Democrats were sufficiently confident of overwhelming victories to restrict their general election activities to a few party harmony speeches. Davis had stopped campaigning after he defeated Mayor Morrison and did not return to active campaign status until a few weeks prior to the general election.

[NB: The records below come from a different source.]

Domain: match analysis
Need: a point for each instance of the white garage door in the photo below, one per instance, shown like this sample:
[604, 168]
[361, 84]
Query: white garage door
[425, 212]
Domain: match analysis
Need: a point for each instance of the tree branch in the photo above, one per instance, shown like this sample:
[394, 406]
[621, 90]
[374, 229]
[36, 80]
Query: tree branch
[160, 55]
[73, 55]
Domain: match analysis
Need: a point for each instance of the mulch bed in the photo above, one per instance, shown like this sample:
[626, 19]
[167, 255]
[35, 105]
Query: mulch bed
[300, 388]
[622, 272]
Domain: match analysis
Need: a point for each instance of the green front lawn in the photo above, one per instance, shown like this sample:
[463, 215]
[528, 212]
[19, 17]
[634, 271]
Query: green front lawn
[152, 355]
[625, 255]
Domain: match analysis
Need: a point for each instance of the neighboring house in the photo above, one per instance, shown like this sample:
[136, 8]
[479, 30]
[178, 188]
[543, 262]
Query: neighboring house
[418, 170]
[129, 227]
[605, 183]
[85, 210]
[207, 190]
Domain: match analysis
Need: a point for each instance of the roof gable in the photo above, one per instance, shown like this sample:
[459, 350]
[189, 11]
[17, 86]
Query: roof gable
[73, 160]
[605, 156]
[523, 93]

Grevemberg was outraged at newspaper editorials against him. "My main purpose for entering this race was toward a two-party system ... I hope I have convinced a sizeable number of people we do need two parties." Grevemberg was particularly hostile toward the Times-Picayune (New Orleans), which called him a "turncoat" after he left the Democratic party, adding: "I risked my life and those of my family in attempts to rid this state of racketeers ... These newspapers have lived up to the reputation given them by Huey Long that they were yellow journals."

=== Results ===

1960 Louisiana gubernatorial election
| Party |  | Candidate | Votes | % | ±% |
|---|---|---|---|---|---|
|  | Democratic | Jimmie Davis | 407,907 | 81.52% | −18.48 |
|  | Republican | Francis Grevemberg | 86,135 | 17.00% | N/A |
|  | States' Rights Party of Louisiana | Kent Courtney | 12,515 | 2.48% | N/A |
| Total votes |  |  |  |  |  |

Grevemberg scored his highest percent, 39.9 in Terrebonne Parish, and his second-best showing was the 27.2 percent in his native Lafayette Parish. In several parishes, Grevemberg polled less than 2 percent of the ballots.

==Analysis==
In a time of growing support for the civil rights movement, the 1959–60 election was the first since the advent of Jim Crow in which race became the central issue of a Louisiana campaign. This election also marked the definitive end of the Long era in Louisiana politics. For the first time since 1928, no candidate backed by Huey or Earl Long made the runoff; Noe finished a distant fourth.

==Sources==
- Jeansonne, Glen. "Racism and Longism in Louisiana: The 1959-60 Gubernatorial Election." Louisiana History 11, 1970.
- Liebling, A. J. The Earl of Louisiana. LSU Press, 1970.
- Louisiana Secretary of State. Primary Election Returns, 1960.
- Public Affairs Research Council of Louisiana. Voters' Guide to the Elections, '59-'60.